男性ホルモンの減少によって低下するのは、性機能だけではありません。脳の認知機能も低下するため、抑うつ症状、不眠、疲労感などを引き起こし、日常生活のみならず社会生活にまで支障をきたしかねません。男性ホルモン減少の原因としては加齢が一般的にも知られていますが、40代の比較的若い年齢でも生じる場合があり、最近の研究ではメタボリック症候群との関係が取り沙汰されています。

また、うつ病治療を行われている方の中には、LOH症候群が原因となっていることがあります。この場合、通常のうつ病治療では効果がないため、男性ホルモンの補充療法を実施することが多いです。しかし、最近Dr.Wangらの研究により「レスベラトロール」(赤ワイン等に含まれるポリフェノールの一種)が男性ホルモンを増加させることがわかり、栄養療法を用いたLOH症候群治療の可能性が示唆されました。

増加傾向にあるLOH症候群

LOH症候群(加齢男性性腺機能低下症候群)と診断されている男性の数が増えています。LOH症候群とは、男性ホルモンが低下することで生じる疾患です。

症状としては、男性ホルモンの減少により性機能だけでなく、脳の認知機能も低下し、抑うつ症状、不眠、疲労感などを引き起こし、日常生活のみならず社会生活にまで支障をきたします。

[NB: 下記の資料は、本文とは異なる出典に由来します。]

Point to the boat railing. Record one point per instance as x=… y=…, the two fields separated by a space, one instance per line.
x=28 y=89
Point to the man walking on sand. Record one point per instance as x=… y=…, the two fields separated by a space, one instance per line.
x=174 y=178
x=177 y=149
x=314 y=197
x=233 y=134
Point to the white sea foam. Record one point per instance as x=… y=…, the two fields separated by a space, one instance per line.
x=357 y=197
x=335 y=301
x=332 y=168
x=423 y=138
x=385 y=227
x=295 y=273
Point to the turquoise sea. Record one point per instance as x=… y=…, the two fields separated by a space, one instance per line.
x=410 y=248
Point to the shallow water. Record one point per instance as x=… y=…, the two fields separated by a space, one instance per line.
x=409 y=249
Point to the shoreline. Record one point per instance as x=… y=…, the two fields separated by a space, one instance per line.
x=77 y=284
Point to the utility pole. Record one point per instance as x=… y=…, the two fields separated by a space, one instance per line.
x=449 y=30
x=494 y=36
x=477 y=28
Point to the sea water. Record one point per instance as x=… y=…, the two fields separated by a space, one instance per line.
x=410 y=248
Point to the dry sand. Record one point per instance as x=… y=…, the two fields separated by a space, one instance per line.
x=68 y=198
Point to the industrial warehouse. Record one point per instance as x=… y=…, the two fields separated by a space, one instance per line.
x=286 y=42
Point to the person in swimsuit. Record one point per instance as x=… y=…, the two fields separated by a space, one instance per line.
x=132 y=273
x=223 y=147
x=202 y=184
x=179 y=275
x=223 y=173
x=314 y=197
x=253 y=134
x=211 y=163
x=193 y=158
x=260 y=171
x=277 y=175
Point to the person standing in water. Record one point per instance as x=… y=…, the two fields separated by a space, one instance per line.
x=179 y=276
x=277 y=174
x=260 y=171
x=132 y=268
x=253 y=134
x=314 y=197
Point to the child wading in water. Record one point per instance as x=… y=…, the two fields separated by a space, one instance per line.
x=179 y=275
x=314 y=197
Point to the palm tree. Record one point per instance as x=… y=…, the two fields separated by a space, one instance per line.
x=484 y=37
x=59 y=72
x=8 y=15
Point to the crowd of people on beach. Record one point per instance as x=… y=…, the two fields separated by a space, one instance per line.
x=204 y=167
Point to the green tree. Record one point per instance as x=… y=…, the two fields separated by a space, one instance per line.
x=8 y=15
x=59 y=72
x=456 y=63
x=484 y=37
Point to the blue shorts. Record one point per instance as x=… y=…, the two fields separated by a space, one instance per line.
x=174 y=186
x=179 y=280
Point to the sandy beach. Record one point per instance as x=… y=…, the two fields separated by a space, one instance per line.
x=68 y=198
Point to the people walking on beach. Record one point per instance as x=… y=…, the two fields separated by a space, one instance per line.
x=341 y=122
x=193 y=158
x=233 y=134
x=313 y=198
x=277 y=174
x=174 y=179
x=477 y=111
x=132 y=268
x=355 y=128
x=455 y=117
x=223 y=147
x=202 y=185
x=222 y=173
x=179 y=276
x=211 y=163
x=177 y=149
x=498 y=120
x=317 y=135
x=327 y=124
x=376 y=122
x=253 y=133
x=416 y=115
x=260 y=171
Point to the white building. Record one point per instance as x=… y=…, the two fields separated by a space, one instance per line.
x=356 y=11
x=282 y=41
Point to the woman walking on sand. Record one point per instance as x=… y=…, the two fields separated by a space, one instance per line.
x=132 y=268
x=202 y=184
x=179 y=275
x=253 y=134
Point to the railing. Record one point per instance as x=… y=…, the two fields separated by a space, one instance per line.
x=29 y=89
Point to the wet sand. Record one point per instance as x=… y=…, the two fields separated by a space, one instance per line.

男性ホルモン減少の原因としては、一般的に加齢が挙げられますが、40代の比較的若い年齢でも生じる場合があり、最近の研究ではメタボリック症候群との関係が取り沙汰されています。

メタボと男性機能

Dr.Wangらは、高カロリーおよび高コレステロール食のマウスの精巣細胞におけるホルモン産生に対する有害な影響を調べる研究を行いました。すると、これらの食餌により血清テストステロンおよび黄体形成ホルモンの有意な減少が生じ、メタボリック症候群が男性機能に大きく影響を与えていることが指摘されています。1)

このマウスにブドウ由来ポリフェノールのレスベラトロールを投与すると、ホルモン産生に対する悪影響の減少がみられました。レスベラトロールが、男性の肥満に関連した続発性性腺機能低下症を改善する可能性が示唆されました。

男性ホルモンの分泌が抑制されると、脳のストレス耐性が低下し、さらにストレスにも弱くなります。この悪循環により男性ホルモンはいっそう減少してしまいます。こうして男性ホルモンが減少すると、脳の認知機能が低下し、さらには抑うつ症状、不眠、疲労感などを引き起こすと考えられています。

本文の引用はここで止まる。